The same holds true for all other creatures. The initial and very general observation on what works from within outward and what works from without inward would be as follows: The culminating Gestalt is, as it were, the inner core that has been molded in various ways by the characteristics of the outer element. Thereby the animal retains purposefulness in relation to the outer world since it is shaped from without as well as from within. And this is all the more natural because the outer element can shape the external form more easily than the internal core. We can see this most clearly in the various species of seals in which the exterior has taken on a fish-like form even though the skeleton still retains all the features of a quadruped….

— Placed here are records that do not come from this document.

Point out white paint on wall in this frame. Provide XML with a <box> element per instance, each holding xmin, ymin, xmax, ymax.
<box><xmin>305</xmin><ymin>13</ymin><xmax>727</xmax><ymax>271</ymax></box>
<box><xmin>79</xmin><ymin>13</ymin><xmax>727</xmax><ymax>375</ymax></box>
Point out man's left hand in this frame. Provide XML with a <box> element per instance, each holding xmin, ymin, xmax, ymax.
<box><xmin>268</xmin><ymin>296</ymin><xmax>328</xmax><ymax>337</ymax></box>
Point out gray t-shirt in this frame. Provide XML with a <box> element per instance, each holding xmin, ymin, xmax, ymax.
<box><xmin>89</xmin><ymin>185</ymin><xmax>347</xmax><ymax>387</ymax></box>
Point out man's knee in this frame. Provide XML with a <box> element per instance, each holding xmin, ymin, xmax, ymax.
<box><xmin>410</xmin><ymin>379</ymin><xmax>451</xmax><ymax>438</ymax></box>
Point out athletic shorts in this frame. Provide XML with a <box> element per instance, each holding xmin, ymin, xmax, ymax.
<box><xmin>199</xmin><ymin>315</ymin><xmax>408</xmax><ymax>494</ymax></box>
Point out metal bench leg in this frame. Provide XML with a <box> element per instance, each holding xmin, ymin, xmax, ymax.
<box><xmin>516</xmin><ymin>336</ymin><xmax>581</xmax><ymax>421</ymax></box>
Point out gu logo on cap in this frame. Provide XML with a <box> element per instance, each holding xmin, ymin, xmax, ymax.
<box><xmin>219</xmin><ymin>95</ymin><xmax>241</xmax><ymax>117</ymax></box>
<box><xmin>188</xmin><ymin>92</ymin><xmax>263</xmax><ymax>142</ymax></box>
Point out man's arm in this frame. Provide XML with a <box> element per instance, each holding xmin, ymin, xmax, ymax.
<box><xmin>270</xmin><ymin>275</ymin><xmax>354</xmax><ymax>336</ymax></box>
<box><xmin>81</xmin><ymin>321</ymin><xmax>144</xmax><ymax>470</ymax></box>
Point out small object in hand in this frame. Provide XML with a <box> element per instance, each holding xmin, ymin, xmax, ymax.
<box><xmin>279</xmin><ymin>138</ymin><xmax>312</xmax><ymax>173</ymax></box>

We raise our deliberation to a higher level when we consider the structured world itself as an interrelationship of many elements. The entire plant world, for example, will appear to us as a vast sea that is as necessary to the existence of individual insects as the oceans and rivers are to the existence of individual fish. And we will see that an enormous number of living creatures are born and nourished in this ocean of plants. Ultimately we will see the whole world of animals as a great element in which one species is created, or at least sustained, by and through another. We will no longer think of connections and relationships in terms of providence or purpose. Rather, we progress in understanding only by discovering how formative nature expresses itself from all sides and in all directions. We will find through experience and through the advance of science that the most concrete and far-reaching benefits for humanity come from an intense and selfless effort that neither demands its reward at the end of a weeks’ labor, nor needs to produce some useful result for humanity after a year, a decade, or even a century.


from
Significant Help Given by an Ingenious Turn of Phrase (1823)

In his Anthropology, Dr. Heinroth … speaks favorably of my work; in fact, he calls my approach unique and says that my thinking works objectively. Here he means that my thinking does not separate itself from objects; that the elements of the objects, the perceptions of the objects, flow into my thinking and are fully permeated by it; that my perception itself is a thinking, and my thinking a perception….

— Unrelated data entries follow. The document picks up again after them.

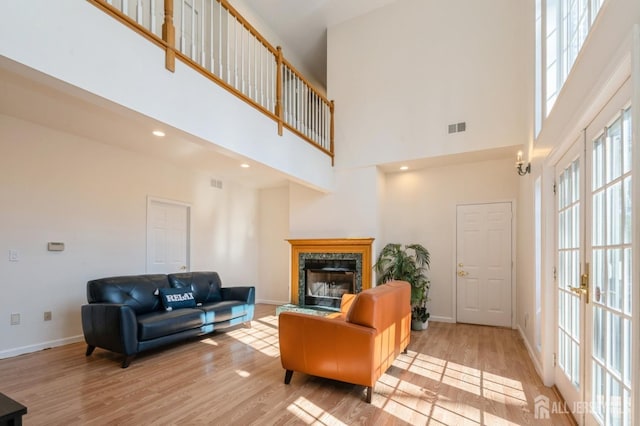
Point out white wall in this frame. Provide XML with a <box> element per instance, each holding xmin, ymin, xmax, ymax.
<box><xmin>258</xmin><ymin>186</ymin><xmax>290</xmax><ymax>304</ymax></box>
<box><xmin>327</xmin><ymin>0</ymin><xmax>533</xmax><ymax>167</ymax></box>
<box><xmin>380</xmin><ymin>158</ymin><xmax>519</xmax><ymax>321</ymax></box>
<box><xmin>289</xmin><ymin>167</ymin><xmax>380</xmax><ymax>238</ymax></box>
<box><xmin>0</xmin><ymin>115</ymin><xmax>261</xmax><ymax>358</ymax></box>
<box><xmin>0</xmin><ymin>0</ymin><xmax>332</xmax><ymax>190</ymax></box>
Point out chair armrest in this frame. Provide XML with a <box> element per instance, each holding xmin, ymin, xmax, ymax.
<box><xmin>278</xmin><ymin>312</ymin><xmax>380</xmax><ymax>386</ymax></box>
<box><xmin>220</xmin><ymin>286</ymin><xmax>256</xmax><ymax>305</ymax></box>
<box><xmin>81</xmin><ymin>303</ymin><xmax>138</xmax><ymax>356</ymax></box>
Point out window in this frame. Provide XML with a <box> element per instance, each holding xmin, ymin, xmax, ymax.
<box><xmin>535</xmin><ymin>0</ymin><xmax>604</xmax><ymax>116</ymax></box>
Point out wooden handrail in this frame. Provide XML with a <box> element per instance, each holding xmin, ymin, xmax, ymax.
<box><xmin>218</xmin><ymin>0</ymin><xmax>278</xmax><ymax>56</ymax></box>
<box><xmin>87</xmin><ymin>0</ymin><xmax>334</xmax><ymax>165</ymax></box>
<box><xmin>282</xmin><ymin>58</ymin><xmax>331</xmax><ymax>105</ymax></box>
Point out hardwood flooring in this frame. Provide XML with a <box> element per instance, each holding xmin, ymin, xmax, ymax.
<box><xmin>0</xmin><ymin>304</ymin><xmax>572</xmax><ymax>425</ymax></box>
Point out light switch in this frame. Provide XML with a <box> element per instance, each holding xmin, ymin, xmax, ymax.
<box><xmin>9</xmin><ymin>249</ymin><xmax>20</xmax><ymax>262</ymax></box>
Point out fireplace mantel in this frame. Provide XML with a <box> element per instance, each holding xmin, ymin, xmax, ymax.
<box><xmin>287</xmin><ymin>238</ymin><xmax>374</xmax><ymax>304</ymax></box>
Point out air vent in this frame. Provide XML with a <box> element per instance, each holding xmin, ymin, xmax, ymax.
<box><xmin>211</xmin><ymin>179</ymin><xmax>222</xmax><ymax>189</ymax></box>
<box><xmin>449</xmin><ymin>121</ymin><xmax>467</xmax><ymax>133</ymax></box>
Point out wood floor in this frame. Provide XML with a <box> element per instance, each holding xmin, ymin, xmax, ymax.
<box><xmin>0</xmin><ymin>304</ymin><xmax>571</xmax><ymax>425</ymax></box>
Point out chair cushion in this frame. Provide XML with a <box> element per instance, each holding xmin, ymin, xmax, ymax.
<box><xmin>87</xmin><ymin>274</ymin><xmax>169</xmax><ymax>314</ymax></box>
<box><xmin>138</xmin><ymin>308</ymin><xmax>204</xmax><ymax>341</ymax></box>
<box><xmin>167</xmin><ymin>272</ymin><xmax>222</xmax><ymax>303</ymax></box>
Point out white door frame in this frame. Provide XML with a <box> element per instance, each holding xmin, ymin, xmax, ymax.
<box><xmin>145</xmin><ymin>195</ymin><xmax>192</xmax><ymax>273</ymax></box>
<box><xmin>451</xmin><ymin>198</ymin><xmax>518</xmax><ymax>329</ymax></box>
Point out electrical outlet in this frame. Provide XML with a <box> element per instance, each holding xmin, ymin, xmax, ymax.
<box><xmin>11</xmin><ymin>314</ymin><xmax>20</xmax><ymax>325</ymax></box>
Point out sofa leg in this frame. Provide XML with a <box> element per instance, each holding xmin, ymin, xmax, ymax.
<box><xmin>84</xmin><ymin>345</ymin><xmax>96</xmax><ymax>356</ymax></box>
<box><xmin>284</xmin><ymin>370</ymin><xmax>293</xmax><ymax>385</ymax></box>
<box><xmin>122</xmin><ymin>355</ymin><xmax>135</xmax><ymax>368</ymax></box>
<box><xmin>367</xmin><ymin>386</ymin><xmax>373</xmax><ymax>404</ymax></box>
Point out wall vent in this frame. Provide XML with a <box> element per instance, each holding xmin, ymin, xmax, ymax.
<box><xmin>449</xmin><ymin>121</ymin><xmax>467</xmax><ymax>134</ymax></box>
<box><xmin>211</xmin><ymin>179</ymin><xmax>222</xmax><ymax>189</ymax></box>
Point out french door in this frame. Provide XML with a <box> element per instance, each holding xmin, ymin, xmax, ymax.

I must admit that I have long been suspicious of the great and significant-sounding task: “know thyself.” It has always seemed to me a deception of a secret order of priests who wished to confuse human beings with unreachable demands, and to divert attention from activity in the outer world to some inner and false contemplation. As human beings, we know ourselves only insofar as we know the world; we perceive the world only in ourselves, and ourselves only in the world. Every new object, clearly beheld, opens up a new organ in us.

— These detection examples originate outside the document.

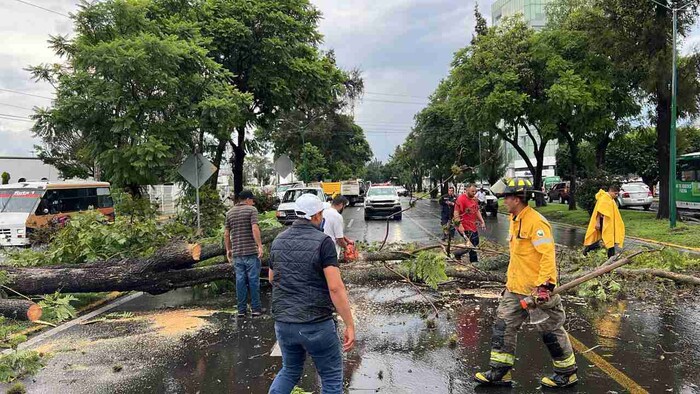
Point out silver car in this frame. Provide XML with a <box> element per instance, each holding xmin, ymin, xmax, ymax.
<box><xmin>617</xmin><ymin>183</ymin><xmax>654</xmax><ymax>211</ymax></box>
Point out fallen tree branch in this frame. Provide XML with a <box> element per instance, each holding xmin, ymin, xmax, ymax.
<box><xmin>384</xmin><ymin>263</ymin><xmax>440</xmax><ymax>317</ymax></box>
<box><xmin>616</xmin><ymin>268</ymin><xmax>700</xmax><ymax>286</ymax></box>
<box><xmin>0</xmin><ymin>298</ymin><xmax>42</xmax><ymax>321</ymax></box>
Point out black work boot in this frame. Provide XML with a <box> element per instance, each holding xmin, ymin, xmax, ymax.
<box><xmin>474</xmin><ymin>367</ymin><xmax>513</xmax><ymax>386</ymax></box>
<box><xmin>541</xmin><ymin>371</ymin><xmax>578</xmax><ymax>388</ymax></box>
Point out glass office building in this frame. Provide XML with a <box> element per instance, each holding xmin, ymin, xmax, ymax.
<box><xmin>491</xmin><ymin>0</ymin><xmax>559</xmax><ymax>178</ymax></box>
<box><xmin>491</xmin><ymin>0</ymin><xmax>551</xmax><ymax>29</ymax></box>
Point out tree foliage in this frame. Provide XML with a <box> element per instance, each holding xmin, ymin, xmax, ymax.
<box><xmin>297</xmin><ymin>142</ymin><xmax>329</xmax><ymax>182</ymax></box>
<box><xmin>31</xmin><ymin>0</ymin><xmax>250</xmax><ymax>192</ymax></box>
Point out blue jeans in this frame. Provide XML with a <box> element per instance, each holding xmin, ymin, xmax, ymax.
<box><xmin>233</xmin><ymin>254</ymin><xmax>262</xmax><ymax>313</ymax></box>
<box><xmin>269</xmin><ymin>319</ymin><xmax>343</xmax><ymax>394</ymax></box>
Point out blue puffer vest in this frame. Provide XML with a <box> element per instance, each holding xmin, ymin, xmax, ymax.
<box><xmin>270</xmin><ymin>220</ymin><xmax>334</xmax><ymax>323</ymax></box>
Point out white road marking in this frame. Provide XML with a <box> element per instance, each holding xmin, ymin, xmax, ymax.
<box><xmin>270</xmin><ymin>341</ymin><xmax>282</xmax><ymax>357</ymax></box>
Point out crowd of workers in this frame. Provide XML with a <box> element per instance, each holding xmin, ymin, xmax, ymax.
<box><xmin>225</xmin><ymin>178</ymin><xmax>624</xmax><ymax>394</ymax></box>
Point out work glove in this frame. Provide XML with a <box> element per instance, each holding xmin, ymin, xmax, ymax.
<box><xmin>535</xmin><ymin>282</ymin><xmax>554</xmax><ymax>303</ymax></box>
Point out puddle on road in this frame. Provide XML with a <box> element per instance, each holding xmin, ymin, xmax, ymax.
<box><xmin>9</xmin><ymin>284</ymin><xmax>700</xmax><ymax>394</ymax></box>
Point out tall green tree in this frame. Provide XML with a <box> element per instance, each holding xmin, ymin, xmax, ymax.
<box><xmin>553</xmin><ymin>0</ymin><xmax>700</xmax><ymax>218</ymax></box>
<box><xmin>197</xmin><ymin>0</ymin><xmax>348</xmax><ymax>193</ymax></box>
<box><xmin>450</xmin><ymin>17</ymin><xmax>556</xmax><ymax>196</ymax></box>
<box><xmin>297</xmin><ymin>142</ymin><xmax>328</xmax><ymax>182</ymax></box>
<box><xmin>31</xmin><ymin>0</ymin><xmax>250</xmax><ymax>194</ymax></box>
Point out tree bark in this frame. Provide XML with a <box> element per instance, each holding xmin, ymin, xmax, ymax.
<box><xmin>232</xmin><ymin>126</ymin><xmax>245</xmax><ymax>195</ymax></box>
<box><xmin>656</xmin><ymin>84</ymin><xmax>676</xmax><ymax>219</ymax></box>
<box><xmin>0</xmin><ymin>298</ymin><xmax>42</xmax><ymax>321</ymax></box>
<box><xmin>208</xmin><ymin>138</ymin><xmax>228</xmax><ymax>190</ymax></box>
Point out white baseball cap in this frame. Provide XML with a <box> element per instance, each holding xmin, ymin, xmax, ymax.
<box><xmin>294</xmin><ymin>193</ymin><xmax>331</xmax><ymax>220</ymax></box>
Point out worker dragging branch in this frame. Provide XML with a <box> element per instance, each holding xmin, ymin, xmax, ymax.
<box><xmin>583</xmin><ymin>185</ymin><xmax>625</xmax><ymax>258</ymax></box>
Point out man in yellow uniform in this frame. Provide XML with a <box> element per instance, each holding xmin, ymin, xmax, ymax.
<box><xmin>583</xmin><ymin>185</ymin><xmax>625</xmax><ymax>258</ymax></box>
<box><xmin>474</xmin><ymin>178</ymin><xmax>578</xmax><ymax>387</ymax></box>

Those fellow humans can be most helpful who have the advantage to compare us with the world as they see it from their point of view. They thereby attain a closer knowledge of us than we ourselves are in a position to gain….

Stimulated by these very considerations, I continued in my self-examination, and found that my whole method relies on derivation. I persist until I have discovered a pregnant point from which much may be derived, or rather — since I am careful in my work and observations — one that yields much freely of its own accord. If I discover in experience some phenomenon that I cannot derive, I let it stand as a problem. This approach has proven quite advantageous during my long life. When after a long time I could still not decipher the origin and connections of some phenomena, and I had to put the problem aside, years later at one moment the relationships became clear in the most wonderful way.

Epirrhema  (published 1827)

When considering nature
Attend always to the one and to the many;
Nothing is inside, nothing is outside:
Since what is inside is also outside.
So behold without delay
The holy open secret!
Enjoy the true appearance [semblance]
And the serious game;
Nothing alive is a one,
Always it’s a many.

Translations by Craig Holdrege. To translate the prose texts, in addition to working carefully with the German essays, Douglas Miller’s translations in Goethe: The Scientific Studies (Princeton U. Press, 1995) were consulted for wording and phrasing.